La commune de Arue accueillait, ce mardi matin, le gouvernement pour un conseil des ministres délocalisé. L’occasion pour les élus municipaux de présenter leurs besoins et leurs projets.

Les dossiers concernant la rénovation de la route de la vallée de Tefaaroa et la réhabilitation du réseau hydraulique de Erima sont inscrits au collectif 3. Mais un autre sujet continue de susciter le débat : celui de l’aménagement de l’ancien hôtel du Tahara’a.

« Est-ce qu’il faut en refaire un hôtel ? Certains disent que oui, parce que le site a un potentiel touristique évident et hôtelier évident. D’autres, et c’est la position actuelle du conseil municipal, ne veulent pas de projet hôtelier au Tahara’a, ne veulent plus de projet hôtelier au Tahara’a, mais veulent en faire un parc public à vocation culturelle », indique Moetai Brotherson, président de la Polynésie française.
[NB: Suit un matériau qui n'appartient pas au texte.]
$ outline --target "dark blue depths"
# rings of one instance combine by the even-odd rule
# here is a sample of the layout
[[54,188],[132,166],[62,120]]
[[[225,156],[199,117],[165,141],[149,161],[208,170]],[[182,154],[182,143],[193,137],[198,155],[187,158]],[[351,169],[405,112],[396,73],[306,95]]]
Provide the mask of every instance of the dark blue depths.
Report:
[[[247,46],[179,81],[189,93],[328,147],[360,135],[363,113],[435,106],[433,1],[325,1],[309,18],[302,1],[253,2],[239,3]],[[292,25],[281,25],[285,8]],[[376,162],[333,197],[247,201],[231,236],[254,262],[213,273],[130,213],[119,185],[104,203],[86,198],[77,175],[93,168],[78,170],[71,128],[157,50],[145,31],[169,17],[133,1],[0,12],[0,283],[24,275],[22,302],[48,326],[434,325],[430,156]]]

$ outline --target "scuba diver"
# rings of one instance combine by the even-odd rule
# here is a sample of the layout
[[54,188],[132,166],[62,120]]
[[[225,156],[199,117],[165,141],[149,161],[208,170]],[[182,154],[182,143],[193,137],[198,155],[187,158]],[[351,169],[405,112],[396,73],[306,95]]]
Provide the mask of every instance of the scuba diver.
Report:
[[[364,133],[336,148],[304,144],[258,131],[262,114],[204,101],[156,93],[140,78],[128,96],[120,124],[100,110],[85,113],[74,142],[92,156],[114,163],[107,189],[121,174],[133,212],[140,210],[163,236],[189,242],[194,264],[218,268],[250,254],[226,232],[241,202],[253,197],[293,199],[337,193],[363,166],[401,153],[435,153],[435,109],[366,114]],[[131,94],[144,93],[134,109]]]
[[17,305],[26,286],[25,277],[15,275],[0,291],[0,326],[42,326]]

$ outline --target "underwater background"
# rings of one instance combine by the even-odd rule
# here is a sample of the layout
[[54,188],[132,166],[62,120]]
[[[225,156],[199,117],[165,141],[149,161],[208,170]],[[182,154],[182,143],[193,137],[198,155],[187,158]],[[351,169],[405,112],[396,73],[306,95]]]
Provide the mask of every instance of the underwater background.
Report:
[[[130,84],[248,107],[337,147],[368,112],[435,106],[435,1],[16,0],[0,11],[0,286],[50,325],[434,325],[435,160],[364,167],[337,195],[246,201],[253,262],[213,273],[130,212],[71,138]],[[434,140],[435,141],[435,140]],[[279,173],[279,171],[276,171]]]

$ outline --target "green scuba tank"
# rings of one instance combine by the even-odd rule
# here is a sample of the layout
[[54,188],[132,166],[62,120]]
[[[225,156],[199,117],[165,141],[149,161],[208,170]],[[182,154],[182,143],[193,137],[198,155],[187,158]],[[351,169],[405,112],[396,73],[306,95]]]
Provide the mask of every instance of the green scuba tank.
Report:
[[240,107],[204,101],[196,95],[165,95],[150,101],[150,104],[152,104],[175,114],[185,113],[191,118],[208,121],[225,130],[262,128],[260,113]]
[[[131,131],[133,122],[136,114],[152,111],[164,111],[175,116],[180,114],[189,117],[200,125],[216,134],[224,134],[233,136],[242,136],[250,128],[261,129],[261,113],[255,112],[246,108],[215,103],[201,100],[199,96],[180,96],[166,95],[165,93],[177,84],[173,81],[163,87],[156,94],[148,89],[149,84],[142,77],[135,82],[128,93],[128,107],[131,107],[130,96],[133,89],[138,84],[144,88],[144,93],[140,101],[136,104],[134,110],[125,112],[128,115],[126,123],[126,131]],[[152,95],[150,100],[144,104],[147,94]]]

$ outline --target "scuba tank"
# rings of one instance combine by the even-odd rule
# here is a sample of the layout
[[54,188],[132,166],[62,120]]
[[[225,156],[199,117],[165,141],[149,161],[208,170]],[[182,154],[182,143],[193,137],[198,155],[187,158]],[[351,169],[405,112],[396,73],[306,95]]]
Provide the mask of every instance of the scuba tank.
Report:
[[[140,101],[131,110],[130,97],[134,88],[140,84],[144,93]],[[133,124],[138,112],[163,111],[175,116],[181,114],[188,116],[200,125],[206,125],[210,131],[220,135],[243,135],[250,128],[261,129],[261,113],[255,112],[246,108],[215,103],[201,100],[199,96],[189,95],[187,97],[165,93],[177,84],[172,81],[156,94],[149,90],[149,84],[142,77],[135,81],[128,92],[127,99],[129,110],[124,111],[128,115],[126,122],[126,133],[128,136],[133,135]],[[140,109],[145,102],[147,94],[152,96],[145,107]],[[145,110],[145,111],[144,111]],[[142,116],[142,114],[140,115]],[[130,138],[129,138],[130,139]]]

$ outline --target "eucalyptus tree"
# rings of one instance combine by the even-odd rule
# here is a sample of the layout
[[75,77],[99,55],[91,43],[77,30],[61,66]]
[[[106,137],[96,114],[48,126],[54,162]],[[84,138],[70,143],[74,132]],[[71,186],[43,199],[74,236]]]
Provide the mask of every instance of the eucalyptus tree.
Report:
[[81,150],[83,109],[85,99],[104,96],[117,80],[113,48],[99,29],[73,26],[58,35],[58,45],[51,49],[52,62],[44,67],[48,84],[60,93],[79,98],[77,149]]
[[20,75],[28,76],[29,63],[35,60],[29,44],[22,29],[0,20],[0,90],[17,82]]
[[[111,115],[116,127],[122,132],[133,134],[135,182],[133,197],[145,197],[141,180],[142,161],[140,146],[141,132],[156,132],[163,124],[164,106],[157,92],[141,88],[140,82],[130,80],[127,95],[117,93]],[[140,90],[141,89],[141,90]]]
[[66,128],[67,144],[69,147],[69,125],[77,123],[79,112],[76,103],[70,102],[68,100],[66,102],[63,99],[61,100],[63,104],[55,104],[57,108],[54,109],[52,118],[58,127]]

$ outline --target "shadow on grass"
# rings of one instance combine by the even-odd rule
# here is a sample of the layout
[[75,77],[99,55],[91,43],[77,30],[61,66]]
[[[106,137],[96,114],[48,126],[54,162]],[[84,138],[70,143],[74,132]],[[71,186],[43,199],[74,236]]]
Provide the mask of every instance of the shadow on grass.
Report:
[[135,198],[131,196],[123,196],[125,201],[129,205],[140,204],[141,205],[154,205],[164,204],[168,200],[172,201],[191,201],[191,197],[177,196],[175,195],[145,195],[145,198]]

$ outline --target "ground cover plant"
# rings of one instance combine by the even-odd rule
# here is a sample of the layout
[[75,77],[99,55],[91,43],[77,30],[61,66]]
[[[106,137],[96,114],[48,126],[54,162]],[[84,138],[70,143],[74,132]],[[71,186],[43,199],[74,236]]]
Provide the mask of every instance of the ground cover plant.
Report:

La municipalité souhaite redonner à la population ce site de quatre hectares, en y aménageant notamment des espaces consacrés à la transmission des savoirs culturels traditionnels.

« Le Tahara’a, pour nous, doit être une destination à caractère historique, patrimonial, culturel. Aujourd’hui, un pays qui souffre dans sa jeunesse, qui n’arrive pas à trouver son histoire, son passé, son héritage, si on continue à le dévoyer de cette fonction, la terre a des toponymes, et ces toponymes nous appellent, nous interpellent », souligne Jacky Bryant, deuxième adjoint au maire d’Arue.

Ces ambitions culturelles concernent toutefois un foncier à forte valeur. La manière dont le site pourrait être acquis puis géré ne fait pas encore l’unanimité entre la commune et le Pays.

« Ils nous demandent aujourd’hui, très concrètement, de faire l’acquisition du site, que le Pays fasse l’acquisition du site, on parle quand même d’un peu plus de 2 milliards, et ensuite de pouvoir le confier à la commune. Bon, ce n’est pas forcément le mécanisme auquel on veut aboutir », admet le président Brotherson.

Abandonné depuis plusieurs décennies, le site devra, quelle que soit l’option retenue, faire l’objet d’une dépollution des sols avant tout réaménagement.